Even just a few moments can be the difference between life or death during a heart attack. Our surgeons are ready to perform a primary angioplasty when you come through our doors. Here’s how it works:
- Thin, flexible tubes called catheters are inserted into a blood vessel and guided toward the heart.
- Dye is then injected through the catheters to help locate the exact location of the blockage.
- A tiny balloon at the end of the catheter is then inflated to widen the blocked artery, allowing blood to flow more freely.
- In some cases, we use a tiny metal tube called a stent to keep the artery unblocked.
A non-emergent angioplasty is very similar to a primary angioplasty, but the key difference between them is when they’re performed:
- A non-emergent angioplasty is performed before a heart attack even happens.
- A primary angioplasty is performed immediately following a heart attack.
This is a preventive procedure that your care team may recommend to lower your risk of heart attack or other vascular diseases.
Whenever possible, our surgeons will choose minimally invasive procedures to help heal your vascular system. What sets minimally invasive surgeries apart from more invasive, open surgeries?
- A lower risk of infection and complications
- Quicker recovery times
- Less blood loss
A laser ablation is a minimally invasive technique where we use a catheter that delivers controlled heat energy to treat abnormal veins. During the procedure, the catheter is placed into the vein through an incision roughly the size of a paperclip. The laser heat helps eliminate the diseased part of the vein while protecting healthy tissue.
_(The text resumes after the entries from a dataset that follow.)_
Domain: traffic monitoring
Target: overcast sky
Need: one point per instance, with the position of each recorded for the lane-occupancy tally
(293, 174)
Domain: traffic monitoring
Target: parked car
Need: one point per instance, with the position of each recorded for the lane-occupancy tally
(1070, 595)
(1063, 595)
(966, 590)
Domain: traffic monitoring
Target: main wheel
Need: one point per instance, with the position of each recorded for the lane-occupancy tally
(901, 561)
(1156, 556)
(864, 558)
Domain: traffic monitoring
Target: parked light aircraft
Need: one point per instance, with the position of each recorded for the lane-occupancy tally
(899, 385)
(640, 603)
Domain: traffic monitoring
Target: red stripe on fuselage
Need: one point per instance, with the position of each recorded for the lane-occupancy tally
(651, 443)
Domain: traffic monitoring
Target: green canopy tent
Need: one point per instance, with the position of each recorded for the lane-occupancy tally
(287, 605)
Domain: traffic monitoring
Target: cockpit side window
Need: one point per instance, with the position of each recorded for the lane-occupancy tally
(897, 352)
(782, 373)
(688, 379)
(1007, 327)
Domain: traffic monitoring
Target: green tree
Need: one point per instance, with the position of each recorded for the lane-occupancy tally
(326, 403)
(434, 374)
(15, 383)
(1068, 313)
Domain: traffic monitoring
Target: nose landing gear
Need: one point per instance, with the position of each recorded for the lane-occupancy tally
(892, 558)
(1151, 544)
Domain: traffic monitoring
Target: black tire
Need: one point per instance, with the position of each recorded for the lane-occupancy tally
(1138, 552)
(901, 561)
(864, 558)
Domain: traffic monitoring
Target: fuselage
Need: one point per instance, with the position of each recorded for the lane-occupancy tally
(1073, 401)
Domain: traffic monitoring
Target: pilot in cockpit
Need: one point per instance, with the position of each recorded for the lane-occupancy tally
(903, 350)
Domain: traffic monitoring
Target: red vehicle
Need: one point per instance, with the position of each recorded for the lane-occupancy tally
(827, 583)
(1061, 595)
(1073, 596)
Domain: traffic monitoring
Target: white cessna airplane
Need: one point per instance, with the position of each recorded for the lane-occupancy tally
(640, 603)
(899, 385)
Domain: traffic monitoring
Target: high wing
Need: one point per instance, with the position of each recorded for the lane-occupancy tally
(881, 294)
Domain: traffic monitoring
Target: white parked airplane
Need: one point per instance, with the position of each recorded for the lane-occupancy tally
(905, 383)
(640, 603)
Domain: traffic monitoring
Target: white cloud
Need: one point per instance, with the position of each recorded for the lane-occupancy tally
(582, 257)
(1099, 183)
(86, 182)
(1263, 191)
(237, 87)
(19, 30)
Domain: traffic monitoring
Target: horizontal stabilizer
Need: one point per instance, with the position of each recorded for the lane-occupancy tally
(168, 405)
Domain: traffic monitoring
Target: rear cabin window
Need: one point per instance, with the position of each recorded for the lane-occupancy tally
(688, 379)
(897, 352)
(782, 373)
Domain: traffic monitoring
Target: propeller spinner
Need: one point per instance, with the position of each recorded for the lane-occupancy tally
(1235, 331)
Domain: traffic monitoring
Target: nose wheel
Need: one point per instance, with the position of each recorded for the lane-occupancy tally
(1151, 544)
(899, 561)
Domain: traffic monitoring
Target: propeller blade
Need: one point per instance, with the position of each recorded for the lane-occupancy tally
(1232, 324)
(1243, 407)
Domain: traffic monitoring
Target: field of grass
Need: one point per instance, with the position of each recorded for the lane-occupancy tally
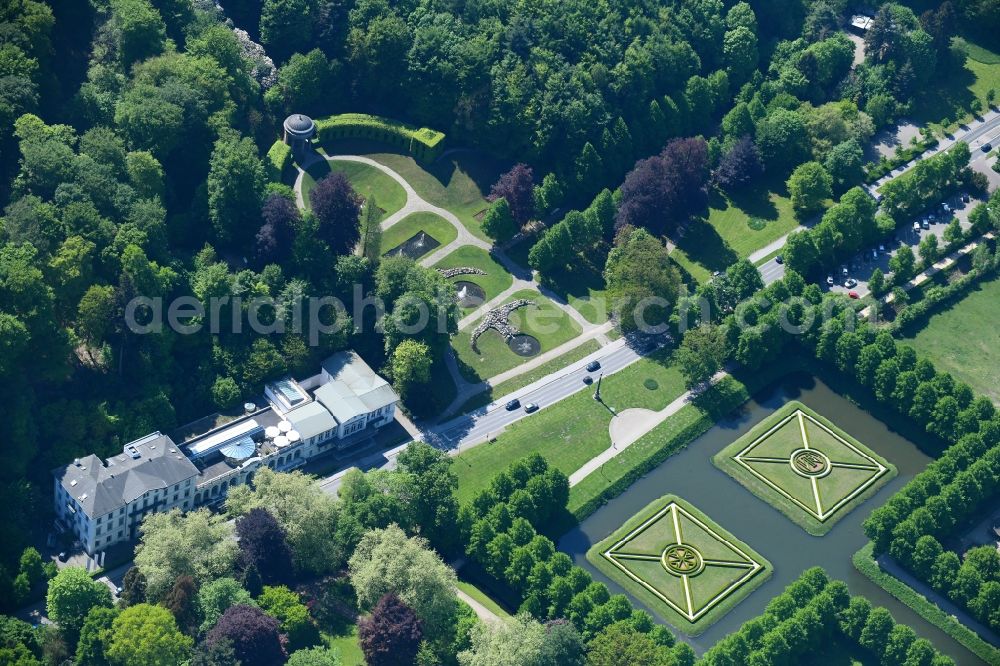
(551, 325)
(964, 340)
(458, 182)
(950, 97)
(680, 563)
(434, 226)
(737, 225)
(815, 501)
(367, 181)
(514, 383)
(574, 430)
(493, 283)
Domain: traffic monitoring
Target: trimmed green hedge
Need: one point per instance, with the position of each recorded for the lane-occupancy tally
(866, 564)
(422, 143)
(279, 158)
Transcatheter aortic valve replacement (TAVR)
During TAVR, a prosthetic valve is delivered to the heart via a catheter. We carefully position the prosthetic valve in your heart and expand it. As the new valve expands, it pushes your diseased valve out of the way and takes over the job of regulating blood flow.
Awards + accreditations
Tufts Medical Center and MelroseWakefield Hospital are recognized by U.S. News & World Report for heart failure treatment. Tufts Medical Center is recognized by Healthgrades for stroke care.